Big Cartel has a 5 product free site and as stated 
they use Paypal. You can upgrade your initial 5 item
site easily to a paid Big Cartel site with up to 100 items.


Paypal does take a fee from the sale so there
is actually no "merchant account" that offers
any service for free but they aren't a monthly
bill with or without sales.


It all depends on how big you want to be or
if you want to start off small and work your
way up.

It all comes down to the almighty $$


----------



## blackshirts.com (Dec 11, 2009)

Good luck finding a processor that will not charge a fee, That's why they are on business.
I'm using Alavon for years and it works for my business.


----------



## streamland (Jan 20, 2007)

thanks... right now i found out chase only charges 10 a month so if i can get down that low or even lower than that its good. I dont mind you charging off of each order thats put in i am just trying to avoid the monthly fee for right now until i get more customers


----------



## Rodney (Nov 3, 2004)

I think the new service by one of the Twitter founders, SquareUp has no monthly fees and only charges per transaction fees: https://squareup.com/features


----------



## streamland (Jan 20, 2007)

look interesting... i see you can use it on iphone but i wonder if they have anything where you can post a link to your website?


----------



## streamland (Jan 20, 2007)

well from what i see i am not sure if it can be used across the web. Plus for some reason people can use it on their ipad without some dongle which seems kind of stupid. I have a itouch and they are suppose to release it on iphone/itouch real soon. I prob will wait to see how every things goes.


----------



## Rodney (Nov 3, 2004)

streamland said:


> look interesting... i see you can use it on iphone but i wonder if they have anything where you can post a link to your website?


From what I understand, it's for offline transactions only (where you actually have the card present).

I think there is just too much fraud possibilities with online transactions for merchant account providers to offer that service with no monthly fee. They would end up losing money.

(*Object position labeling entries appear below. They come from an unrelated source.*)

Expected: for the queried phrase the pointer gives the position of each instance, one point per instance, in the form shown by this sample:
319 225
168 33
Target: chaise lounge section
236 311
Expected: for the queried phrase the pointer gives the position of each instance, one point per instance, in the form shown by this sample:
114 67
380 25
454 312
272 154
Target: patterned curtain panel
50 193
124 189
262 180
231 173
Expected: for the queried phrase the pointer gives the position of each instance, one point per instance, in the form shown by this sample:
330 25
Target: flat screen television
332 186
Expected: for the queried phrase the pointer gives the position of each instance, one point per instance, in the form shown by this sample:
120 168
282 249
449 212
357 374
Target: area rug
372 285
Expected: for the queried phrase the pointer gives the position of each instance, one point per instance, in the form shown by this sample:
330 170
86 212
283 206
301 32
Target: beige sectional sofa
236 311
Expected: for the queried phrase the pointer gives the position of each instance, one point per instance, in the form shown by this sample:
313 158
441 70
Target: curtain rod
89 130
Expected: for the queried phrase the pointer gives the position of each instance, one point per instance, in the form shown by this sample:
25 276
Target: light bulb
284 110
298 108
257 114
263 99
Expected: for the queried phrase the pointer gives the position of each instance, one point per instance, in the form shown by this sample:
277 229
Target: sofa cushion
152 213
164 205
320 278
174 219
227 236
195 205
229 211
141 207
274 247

By requiring the credit card (and person) be present when you process the transaction, it helps to avoid a LOT of the fraud possibilities, which allows the merchant account provider to possibly be more flexible with the fees.


----------



## streamland (Jan 20, 2007)

see i am trying to find out why with them i dont need a merchant acct but with everyone else i do. I guess its the type of gateway thats used? See paypal does something like this where they dont charge monthly payments and i am trying to find out is there a way to accept cc all together without using a merchant acct. I just need the money to come from a cc straight to my acct


----------



## Rodney (Nov 3, 2004)

> see i am trying to find out why with them i dont need a merchant acct but with everyone else i do


With SquareUp, SquareUp *is* the merchant account provider.

With other tools, they are just a tool that connects the tool with the merchant account provider you already have.

With SquareUp, it's both the tool and the merchant account service combined.


----------



## Viper Graphics (Mar 28, 2009)

Just my two cents....I use paypal but when I got my first government (military) sale I got bit when Paypal showed up on the billing (even though they said it wouldn't)....I ate that sale! I now use Intuit (Quicken) merchant account for those sales and have not had any problems since.


----------



## streamland (Jan 20, 2007)

do you have to pay a monthly fee?????


----------



## Viper Graphics (Mar 28, 2009)

Yea, but no contract and it's rates are reasonable, also considering they are reputable and I can make sales to government agencies that I couldn't using PayPal....pays for itself.


----------